In recent weeks, we’ve seen many LOST children’s faces in the news. We’ve also heard a lot of “compassionate talk” about the tragedy of children LOST in the aftermath of the Katrina Hurricane. The limited number of reunions have been touching with reportedly over 2000 children still LOST this week. However, a question that continues to hover in the screaming silence is HOW DID WE LOSE OVER 2000 CHILDREN? The news anchors are not asking this question. Even President Bush with all his photo ops and speeches has yet to acknowledge that so many children were LOST. If BUSH did make such an acknowledgment, there isn’t any evidence, he has asked, in outrage, how the U.S. emergency response system failed these children in such a way that it resulted in them being separated from their families and caretakers. Furthermore, it is recklessly irresponsible that the government-run system was so haphazard that it didn't include documenting where infants, small children and other minors were sent, including disabled children.
Why aren’t we asking this question of ourselves? Personally, I believe it is because it is so shameful. At some level, we hold some of the responsibility, but most of us find ourselves only willing and able to take in talking about the tragedy in the distance and tearing up at the reunions. If we are to look this issue squarely in the face, there is an acceptance of the shame and criminal neglect that resides within us, when we ask the question HOW DID LOSE 2000 CHILDREN? It is a question that requires self-examination and accountability. It asks us to look within ourselves about the decisions we’ve made that may have contributed to putting our children and our families at risk with incompetence, in the name of perhaps party politics or indifference.
HOW MANY OTHER CHILDREN DO WE NEGLECT?
What has hit me hard is that LOST CHILDREN are not unique to the Katrina leadership debacle. There are plenty of other officials and government systems failing our children worldwide. We just don’t hear it or notice it. If we were paying attention, we would be asking many more questions about HOW WE’VE LOST OUR CHILDREN by our indifference and inattention all over the world. Below is just one example that came to me earlier this year. I don’t pretend to understand all about it, but I know that it is wrong. I know the idea of it haunts me. I’m certain few of you know about it or probably would even care. These kinds of injustices go on every day and the most powerful leaders in the world do not stop it... and we don’t stop them. We remain blinded by our own comforts and busy lives:
ONE CHILD'S STORY...
This is Chioma. She is 16. She is Igbo. She lives in Nigeria. She and her family are part of the Movement for Actualization of the Sovereign State of Biafra (MASSOB), a non-violent organization, built on Gandhi’s principles of non-violence. The organization is highly respected with tens of thousands of Biafrans joining in a non-violent pursuit of their dream of actualization of Biafra as a sovereign and independent nation.

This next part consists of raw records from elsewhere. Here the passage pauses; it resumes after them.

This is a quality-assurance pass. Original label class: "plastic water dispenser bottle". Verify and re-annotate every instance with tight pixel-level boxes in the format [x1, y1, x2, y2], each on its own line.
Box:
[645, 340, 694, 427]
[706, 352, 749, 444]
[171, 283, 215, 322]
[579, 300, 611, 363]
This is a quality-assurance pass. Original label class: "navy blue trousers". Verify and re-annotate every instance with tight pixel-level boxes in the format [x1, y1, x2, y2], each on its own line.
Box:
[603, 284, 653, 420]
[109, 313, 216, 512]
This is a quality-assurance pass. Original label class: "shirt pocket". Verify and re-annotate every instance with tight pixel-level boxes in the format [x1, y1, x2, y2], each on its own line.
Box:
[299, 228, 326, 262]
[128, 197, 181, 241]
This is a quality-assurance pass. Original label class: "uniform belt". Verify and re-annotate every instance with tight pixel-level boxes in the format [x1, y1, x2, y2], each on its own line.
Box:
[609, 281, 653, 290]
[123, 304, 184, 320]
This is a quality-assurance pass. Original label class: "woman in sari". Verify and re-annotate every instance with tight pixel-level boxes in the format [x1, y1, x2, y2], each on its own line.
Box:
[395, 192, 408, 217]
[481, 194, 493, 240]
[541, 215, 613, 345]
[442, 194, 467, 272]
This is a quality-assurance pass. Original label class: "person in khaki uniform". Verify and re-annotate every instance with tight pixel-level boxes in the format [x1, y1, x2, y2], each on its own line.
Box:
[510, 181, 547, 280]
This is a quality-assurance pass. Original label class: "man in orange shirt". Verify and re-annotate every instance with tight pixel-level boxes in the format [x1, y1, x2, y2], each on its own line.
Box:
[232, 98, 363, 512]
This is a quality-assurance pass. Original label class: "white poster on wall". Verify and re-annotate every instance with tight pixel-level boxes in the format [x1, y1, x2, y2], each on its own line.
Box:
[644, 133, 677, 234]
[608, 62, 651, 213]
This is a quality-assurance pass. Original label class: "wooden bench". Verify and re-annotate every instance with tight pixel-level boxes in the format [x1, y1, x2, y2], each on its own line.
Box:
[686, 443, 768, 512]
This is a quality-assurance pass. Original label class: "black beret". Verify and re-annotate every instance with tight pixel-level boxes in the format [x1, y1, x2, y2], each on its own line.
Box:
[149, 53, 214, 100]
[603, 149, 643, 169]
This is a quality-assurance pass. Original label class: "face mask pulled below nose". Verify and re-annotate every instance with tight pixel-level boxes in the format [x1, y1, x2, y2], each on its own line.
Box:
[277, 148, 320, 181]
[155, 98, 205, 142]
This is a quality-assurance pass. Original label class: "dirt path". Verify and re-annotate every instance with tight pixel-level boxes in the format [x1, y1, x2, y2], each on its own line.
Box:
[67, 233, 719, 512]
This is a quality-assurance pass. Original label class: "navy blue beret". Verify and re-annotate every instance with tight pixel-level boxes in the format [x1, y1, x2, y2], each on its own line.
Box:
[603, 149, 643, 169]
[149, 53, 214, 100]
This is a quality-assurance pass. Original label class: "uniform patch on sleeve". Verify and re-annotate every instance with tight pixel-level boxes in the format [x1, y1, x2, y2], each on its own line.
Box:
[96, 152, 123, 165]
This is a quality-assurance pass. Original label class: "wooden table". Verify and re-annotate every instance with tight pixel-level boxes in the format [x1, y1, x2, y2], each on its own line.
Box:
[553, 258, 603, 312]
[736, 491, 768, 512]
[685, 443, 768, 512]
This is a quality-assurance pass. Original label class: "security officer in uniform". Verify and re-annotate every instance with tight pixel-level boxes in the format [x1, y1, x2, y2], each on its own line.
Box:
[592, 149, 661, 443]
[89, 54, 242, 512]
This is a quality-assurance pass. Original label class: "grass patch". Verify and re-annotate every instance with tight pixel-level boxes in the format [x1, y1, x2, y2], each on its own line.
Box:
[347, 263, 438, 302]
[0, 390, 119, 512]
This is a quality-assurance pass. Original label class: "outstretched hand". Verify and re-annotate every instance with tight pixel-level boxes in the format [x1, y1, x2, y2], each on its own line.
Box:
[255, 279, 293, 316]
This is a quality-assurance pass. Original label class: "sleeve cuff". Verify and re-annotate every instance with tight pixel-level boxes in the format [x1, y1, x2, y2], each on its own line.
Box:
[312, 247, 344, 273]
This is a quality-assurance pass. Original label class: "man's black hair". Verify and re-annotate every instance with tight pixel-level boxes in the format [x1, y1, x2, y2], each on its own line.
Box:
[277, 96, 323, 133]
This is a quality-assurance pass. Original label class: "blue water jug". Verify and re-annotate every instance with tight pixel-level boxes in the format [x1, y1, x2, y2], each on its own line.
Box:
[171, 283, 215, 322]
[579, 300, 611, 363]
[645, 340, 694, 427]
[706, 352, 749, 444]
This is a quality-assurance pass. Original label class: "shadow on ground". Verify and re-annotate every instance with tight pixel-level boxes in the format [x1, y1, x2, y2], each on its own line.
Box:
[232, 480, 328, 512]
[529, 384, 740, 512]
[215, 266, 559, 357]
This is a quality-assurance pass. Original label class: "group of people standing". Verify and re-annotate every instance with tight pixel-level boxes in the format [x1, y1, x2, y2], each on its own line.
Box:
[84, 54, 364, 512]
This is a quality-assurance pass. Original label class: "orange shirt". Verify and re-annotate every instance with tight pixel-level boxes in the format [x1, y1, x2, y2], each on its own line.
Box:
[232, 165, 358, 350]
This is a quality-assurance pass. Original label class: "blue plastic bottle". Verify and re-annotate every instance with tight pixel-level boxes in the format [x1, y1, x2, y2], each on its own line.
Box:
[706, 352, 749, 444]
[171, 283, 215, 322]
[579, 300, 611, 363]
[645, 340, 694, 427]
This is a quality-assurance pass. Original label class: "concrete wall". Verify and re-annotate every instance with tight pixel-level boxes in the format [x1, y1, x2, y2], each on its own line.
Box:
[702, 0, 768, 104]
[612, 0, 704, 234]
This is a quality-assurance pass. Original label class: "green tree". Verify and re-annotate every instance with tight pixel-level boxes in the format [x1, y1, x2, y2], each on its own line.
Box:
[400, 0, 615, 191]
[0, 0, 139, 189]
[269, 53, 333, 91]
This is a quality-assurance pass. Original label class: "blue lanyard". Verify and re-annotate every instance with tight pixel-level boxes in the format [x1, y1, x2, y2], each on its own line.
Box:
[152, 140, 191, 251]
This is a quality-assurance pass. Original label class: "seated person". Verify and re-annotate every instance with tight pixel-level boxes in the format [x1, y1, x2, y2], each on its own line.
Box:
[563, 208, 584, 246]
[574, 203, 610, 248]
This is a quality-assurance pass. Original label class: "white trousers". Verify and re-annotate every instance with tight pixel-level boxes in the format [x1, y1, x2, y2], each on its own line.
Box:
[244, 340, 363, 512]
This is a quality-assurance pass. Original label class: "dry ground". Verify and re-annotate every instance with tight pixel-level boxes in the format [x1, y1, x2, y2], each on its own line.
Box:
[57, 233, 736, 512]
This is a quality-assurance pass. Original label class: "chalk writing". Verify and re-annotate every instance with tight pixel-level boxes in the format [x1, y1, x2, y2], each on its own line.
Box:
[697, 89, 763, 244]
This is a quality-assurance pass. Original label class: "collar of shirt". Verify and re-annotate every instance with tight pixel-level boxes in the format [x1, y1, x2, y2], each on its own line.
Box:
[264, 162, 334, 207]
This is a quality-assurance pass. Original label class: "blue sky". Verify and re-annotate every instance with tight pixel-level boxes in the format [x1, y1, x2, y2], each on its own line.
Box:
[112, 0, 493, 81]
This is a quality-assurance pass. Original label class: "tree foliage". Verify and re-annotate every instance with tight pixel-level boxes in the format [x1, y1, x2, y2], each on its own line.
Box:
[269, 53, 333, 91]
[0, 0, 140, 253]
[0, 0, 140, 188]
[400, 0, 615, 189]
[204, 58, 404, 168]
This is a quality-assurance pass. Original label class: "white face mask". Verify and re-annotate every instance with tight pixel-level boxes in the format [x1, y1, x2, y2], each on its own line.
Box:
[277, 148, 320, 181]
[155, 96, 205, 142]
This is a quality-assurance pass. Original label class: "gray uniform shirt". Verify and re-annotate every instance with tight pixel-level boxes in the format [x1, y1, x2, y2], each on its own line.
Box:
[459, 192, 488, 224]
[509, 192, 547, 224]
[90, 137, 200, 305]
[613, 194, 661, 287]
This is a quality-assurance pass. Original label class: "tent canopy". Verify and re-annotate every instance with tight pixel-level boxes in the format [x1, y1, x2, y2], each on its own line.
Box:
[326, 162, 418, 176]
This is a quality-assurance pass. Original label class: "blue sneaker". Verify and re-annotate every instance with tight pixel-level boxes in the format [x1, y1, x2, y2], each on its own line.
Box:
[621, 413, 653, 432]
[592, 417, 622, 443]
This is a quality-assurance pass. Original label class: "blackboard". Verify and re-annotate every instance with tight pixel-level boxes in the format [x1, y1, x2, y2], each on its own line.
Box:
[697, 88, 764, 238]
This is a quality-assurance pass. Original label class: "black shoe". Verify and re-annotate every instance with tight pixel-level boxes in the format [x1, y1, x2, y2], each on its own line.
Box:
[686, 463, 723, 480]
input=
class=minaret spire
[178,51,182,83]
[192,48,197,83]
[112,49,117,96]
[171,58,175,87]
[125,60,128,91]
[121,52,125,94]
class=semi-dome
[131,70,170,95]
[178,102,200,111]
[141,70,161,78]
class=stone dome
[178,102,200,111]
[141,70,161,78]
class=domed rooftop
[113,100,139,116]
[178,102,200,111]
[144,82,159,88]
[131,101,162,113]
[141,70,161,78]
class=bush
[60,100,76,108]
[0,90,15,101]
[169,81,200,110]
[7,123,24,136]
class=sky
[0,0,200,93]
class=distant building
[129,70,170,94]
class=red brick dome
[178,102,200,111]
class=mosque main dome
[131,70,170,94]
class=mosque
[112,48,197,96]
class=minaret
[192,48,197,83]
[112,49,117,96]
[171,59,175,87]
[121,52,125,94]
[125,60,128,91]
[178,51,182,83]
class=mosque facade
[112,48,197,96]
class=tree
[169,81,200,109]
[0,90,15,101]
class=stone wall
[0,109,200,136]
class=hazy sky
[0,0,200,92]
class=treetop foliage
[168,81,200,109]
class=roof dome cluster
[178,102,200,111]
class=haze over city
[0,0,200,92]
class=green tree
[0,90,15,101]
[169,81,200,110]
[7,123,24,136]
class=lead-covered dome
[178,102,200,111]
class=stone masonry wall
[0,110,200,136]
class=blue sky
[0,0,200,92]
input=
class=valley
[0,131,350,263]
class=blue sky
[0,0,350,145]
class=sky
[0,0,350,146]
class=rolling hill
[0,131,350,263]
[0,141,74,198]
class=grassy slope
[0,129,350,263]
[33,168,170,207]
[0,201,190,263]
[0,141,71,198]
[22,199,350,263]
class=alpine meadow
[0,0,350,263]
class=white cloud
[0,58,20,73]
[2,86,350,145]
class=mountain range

In September 2004, in Nigeria, a group of 53 people, including women and children were attending a MASSOB football tournament in a public community park. It had been widely publicized event. During the event, they were rounded up by the Nigerian police, arrested and were in detention for over three months before being charged. Chioma was in jail for 330 days at age sixteen in the most brutal and inhuman conditions for doing nothing but attending a recreational event. The courts later declared the detention unlawful and unconstitutional, but the system did not let go.
Excerpt of a message from her family...
“This is to thank God and to inform you that 16 year old Chioma, the youngest of those the 53 MASSOB Biafrans in Nigerian prison, was let out yesterday evening. She spent 330 days, almost a year behind bars inside the Nigeria, lonely hell-cell. On behalf of her mother, we wish to thank all who offered prayers, protest letters and sent letters of hope. ...Chioma came out yesterday, I saw her in high spirit for Biafra. The experience confirmed her understanding of the need for the movement for Biafra. ...The court clerk came to Chioma to give his apology; he was not a member of the judges or lawyers that may have contributed to her trials of no offense. ...The trial will come 22 September.”
TODAY is September 22. Chioma has been in my mind. I see her face in other children’s faces lost by our inattention or unintentional ignorance. Bravely, growing up much too early.
How do we allow governmental systems and officials to abuse our children anywhere in the world?
Imagine a new world where we can live celebrating our unique cultures in safety, love and goodness---- a world where all children are precious---one where we never allow such neglect and injustice to exist that we lose our children, because of incompetence, thirst for power, exploitation of the vulnerable or cruelty of any government.
With a slight change in our collective consciousness, we can make this happen.